AdaptiveCpp integration?

Hi all,

I’ve recently started looking at AdaptiveCpp for some of my C++ work, and‌ I’m starting to get a feeling that this would be an excellent fit for Julia’s GPGPU.

For those who don’t know, AdaptiveCpp, formerly known as hipSYCL, is a SYCL single-pass compiler and runtime with support for several backends, including OpenMP (for native execution on CPU), CUDA, HIP/ROCm, OpenCL and Level Zero/OneAPI. It even supports building CUDA and HIP code directly. Even though its primary modus operandi is as a single-pass compilers, for kernels this generally produces only an IR that is finalized (and cached) at runtime depending on the specific backend and execution environment.

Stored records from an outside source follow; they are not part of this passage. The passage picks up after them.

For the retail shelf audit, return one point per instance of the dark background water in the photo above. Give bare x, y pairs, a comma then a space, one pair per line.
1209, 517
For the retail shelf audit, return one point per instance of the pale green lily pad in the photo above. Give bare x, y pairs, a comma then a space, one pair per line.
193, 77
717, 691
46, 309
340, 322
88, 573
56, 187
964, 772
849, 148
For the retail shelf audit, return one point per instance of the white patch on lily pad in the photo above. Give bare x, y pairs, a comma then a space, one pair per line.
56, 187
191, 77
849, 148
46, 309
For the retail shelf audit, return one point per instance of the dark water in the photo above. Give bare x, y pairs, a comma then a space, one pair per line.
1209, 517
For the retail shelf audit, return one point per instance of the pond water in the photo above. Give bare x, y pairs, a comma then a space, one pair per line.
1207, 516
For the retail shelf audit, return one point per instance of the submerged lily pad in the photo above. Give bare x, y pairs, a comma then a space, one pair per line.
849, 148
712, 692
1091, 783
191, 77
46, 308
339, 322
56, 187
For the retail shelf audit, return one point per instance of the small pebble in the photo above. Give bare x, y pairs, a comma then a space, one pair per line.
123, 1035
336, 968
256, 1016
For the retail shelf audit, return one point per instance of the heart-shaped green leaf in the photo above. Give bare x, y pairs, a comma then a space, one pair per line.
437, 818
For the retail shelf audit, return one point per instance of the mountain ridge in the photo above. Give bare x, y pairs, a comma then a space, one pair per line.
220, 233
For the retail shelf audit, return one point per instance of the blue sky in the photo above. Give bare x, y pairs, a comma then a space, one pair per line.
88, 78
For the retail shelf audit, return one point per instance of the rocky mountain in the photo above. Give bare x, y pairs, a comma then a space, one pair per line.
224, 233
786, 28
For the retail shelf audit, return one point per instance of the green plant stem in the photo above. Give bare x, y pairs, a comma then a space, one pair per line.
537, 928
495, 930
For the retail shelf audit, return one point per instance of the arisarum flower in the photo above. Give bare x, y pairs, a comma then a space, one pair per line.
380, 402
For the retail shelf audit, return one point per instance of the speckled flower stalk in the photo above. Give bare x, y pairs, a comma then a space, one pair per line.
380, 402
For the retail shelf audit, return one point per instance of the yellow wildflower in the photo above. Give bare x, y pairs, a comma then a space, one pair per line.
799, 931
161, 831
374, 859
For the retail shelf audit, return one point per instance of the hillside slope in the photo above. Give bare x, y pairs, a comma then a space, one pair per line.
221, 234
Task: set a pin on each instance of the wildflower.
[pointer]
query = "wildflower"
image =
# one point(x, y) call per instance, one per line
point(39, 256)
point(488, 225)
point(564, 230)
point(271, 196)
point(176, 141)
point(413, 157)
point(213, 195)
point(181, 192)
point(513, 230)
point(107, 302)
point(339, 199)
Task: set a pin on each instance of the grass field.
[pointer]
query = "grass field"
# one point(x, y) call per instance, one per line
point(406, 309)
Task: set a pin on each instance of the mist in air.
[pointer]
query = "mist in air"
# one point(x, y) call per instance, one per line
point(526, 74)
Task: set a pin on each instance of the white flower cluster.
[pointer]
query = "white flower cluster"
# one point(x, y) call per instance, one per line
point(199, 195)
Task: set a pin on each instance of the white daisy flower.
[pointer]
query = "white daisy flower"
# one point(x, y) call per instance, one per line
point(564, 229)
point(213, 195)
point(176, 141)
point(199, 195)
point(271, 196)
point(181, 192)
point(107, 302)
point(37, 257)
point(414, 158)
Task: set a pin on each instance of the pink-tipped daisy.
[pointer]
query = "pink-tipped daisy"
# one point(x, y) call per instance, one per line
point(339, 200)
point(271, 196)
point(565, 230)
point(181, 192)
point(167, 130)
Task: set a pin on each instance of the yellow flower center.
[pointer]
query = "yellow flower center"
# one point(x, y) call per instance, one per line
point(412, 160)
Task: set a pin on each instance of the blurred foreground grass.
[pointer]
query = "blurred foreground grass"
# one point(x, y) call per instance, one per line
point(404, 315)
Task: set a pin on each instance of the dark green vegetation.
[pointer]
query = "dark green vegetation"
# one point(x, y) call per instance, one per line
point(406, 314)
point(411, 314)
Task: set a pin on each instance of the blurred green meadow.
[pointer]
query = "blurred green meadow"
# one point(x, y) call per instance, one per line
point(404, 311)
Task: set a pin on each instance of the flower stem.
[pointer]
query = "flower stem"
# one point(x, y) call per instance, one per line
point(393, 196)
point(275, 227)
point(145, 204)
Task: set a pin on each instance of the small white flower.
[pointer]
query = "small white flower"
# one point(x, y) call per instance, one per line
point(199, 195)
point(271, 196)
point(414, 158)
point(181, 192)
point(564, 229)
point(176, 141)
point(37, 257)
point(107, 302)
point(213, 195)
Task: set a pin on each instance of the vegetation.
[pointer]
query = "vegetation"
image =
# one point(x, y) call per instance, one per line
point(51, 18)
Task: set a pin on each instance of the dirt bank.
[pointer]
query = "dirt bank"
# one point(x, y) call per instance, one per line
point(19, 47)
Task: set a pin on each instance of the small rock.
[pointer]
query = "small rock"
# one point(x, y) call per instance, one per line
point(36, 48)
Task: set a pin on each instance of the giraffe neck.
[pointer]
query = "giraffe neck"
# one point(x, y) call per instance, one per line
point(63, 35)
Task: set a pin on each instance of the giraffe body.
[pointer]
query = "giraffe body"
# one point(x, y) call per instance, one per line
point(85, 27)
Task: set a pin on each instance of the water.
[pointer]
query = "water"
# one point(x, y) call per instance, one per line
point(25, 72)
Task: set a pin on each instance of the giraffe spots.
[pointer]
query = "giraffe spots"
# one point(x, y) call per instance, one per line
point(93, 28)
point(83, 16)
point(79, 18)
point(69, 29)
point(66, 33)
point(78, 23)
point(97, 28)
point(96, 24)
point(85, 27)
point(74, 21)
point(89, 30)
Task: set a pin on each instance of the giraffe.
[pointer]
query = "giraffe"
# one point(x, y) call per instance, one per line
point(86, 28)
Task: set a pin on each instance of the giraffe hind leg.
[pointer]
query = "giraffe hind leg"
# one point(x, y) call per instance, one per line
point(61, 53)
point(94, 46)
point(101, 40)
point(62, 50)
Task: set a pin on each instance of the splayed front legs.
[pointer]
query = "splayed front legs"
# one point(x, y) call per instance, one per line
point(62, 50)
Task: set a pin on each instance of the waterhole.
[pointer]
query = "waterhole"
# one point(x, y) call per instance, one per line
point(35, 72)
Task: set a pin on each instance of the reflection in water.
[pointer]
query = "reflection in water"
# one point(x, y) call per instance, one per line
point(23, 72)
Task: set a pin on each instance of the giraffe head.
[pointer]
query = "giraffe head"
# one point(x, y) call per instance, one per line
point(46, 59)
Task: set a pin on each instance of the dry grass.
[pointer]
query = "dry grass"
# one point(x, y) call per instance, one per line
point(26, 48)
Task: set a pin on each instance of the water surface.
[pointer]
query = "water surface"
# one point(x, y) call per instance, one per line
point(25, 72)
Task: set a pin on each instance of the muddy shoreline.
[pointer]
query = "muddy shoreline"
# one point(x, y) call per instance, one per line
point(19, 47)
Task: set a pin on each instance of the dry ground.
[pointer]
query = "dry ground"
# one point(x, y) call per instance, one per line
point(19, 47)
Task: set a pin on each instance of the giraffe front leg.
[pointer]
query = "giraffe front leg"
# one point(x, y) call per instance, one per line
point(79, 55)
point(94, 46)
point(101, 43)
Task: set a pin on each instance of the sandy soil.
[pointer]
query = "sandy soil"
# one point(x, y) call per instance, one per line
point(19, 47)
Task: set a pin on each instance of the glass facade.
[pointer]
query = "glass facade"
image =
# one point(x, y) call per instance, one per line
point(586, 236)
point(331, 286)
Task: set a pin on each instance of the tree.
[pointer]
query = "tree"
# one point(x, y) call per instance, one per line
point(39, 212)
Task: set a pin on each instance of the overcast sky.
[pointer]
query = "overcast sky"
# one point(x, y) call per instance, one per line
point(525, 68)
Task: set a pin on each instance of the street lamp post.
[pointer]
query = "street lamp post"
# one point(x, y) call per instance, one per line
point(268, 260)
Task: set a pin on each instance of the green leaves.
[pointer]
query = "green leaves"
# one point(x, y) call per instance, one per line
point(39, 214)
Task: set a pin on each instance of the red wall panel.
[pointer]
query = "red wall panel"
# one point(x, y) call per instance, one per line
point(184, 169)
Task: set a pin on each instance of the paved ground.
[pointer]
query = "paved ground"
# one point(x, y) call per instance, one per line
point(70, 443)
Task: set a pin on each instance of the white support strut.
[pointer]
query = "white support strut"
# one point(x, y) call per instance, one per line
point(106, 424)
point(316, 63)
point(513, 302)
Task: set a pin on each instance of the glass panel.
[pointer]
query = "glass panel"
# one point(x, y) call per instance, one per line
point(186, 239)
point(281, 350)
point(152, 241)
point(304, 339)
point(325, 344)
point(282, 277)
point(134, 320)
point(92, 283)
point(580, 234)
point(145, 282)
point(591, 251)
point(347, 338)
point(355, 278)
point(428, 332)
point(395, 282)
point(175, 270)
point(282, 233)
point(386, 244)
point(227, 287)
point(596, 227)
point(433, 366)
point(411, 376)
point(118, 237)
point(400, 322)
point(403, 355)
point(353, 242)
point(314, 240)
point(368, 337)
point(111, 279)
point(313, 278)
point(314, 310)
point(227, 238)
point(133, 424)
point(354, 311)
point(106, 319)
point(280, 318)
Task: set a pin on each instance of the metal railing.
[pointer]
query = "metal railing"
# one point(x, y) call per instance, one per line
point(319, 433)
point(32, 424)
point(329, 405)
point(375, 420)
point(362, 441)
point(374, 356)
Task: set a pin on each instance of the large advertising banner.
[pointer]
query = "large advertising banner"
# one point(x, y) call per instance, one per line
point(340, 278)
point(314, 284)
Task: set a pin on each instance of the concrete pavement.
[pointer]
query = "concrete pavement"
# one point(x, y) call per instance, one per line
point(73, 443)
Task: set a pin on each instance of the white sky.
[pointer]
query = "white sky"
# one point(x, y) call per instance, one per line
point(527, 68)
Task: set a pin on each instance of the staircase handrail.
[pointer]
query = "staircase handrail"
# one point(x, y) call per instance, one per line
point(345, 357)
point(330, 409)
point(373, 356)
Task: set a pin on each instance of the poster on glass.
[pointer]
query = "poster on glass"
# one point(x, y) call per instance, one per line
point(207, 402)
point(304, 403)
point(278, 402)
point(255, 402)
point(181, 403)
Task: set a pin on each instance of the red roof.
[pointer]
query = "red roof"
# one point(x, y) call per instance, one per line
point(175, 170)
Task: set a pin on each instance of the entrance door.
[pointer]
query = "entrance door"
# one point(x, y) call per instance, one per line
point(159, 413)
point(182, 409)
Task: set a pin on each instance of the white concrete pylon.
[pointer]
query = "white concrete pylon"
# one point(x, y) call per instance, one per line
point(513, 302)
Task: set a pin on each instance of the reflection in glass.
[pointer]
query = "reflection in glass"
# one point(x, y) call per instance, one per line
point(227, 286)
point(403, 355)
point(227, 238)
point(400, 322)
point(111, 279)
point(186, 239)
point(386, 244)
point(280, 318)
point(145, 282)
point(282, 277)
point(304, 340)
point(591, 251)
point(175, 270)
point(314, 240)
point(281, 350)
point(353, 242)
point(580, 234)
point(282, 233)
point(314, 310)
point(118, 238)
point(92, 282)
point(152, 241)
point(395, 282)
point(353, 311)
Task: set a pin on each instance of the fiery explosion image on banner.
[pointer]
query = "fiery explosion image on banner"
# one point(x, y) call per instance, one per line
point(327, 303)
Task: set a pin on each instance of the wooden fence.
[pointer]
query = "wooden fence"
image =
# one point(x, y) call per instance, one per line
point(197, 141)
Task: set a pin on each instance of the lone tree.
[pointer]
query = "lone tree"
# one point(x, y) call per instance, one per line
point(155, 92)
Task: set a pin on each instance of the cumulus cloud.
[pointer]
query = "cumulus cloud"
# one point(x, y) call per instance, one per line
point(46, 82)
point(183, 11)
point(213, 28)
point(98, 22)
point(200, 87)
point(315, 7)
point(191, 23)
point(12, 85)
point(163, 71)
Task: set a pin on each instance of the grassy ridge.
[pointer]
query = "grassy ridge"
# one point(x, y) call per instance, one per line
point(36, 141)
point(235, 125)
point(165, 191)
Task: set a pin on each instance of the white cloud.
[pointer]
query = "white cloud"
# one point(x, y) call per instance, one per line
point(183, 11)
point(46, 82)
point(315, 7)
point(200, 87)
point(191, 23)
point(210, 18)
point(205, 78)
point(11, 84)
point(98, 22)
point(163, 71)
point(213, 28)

Although I don’t have in-depth knowledge of the Julia (or acpp) internals, I was inevitably led to draw a parallel (eh) with the Julia AOT compilation, and suspect that the two would fit each other rather well. My understanding is that at the moment SYCL support in Julia is mainly via OneAPI.jl, and there are separate packages to interface with CUDA, HSA, AMD ROCm. The new version of the OpenCL.jl package featuring support for Native Julia kernels is also at adds with the primary proprietary OpenCL platforms (NVIDIA and AMD) due to their lack of support for SPIR-V —something that acpp works around by transpiling the IR of its kernels to something that can be fed to the respective platforms.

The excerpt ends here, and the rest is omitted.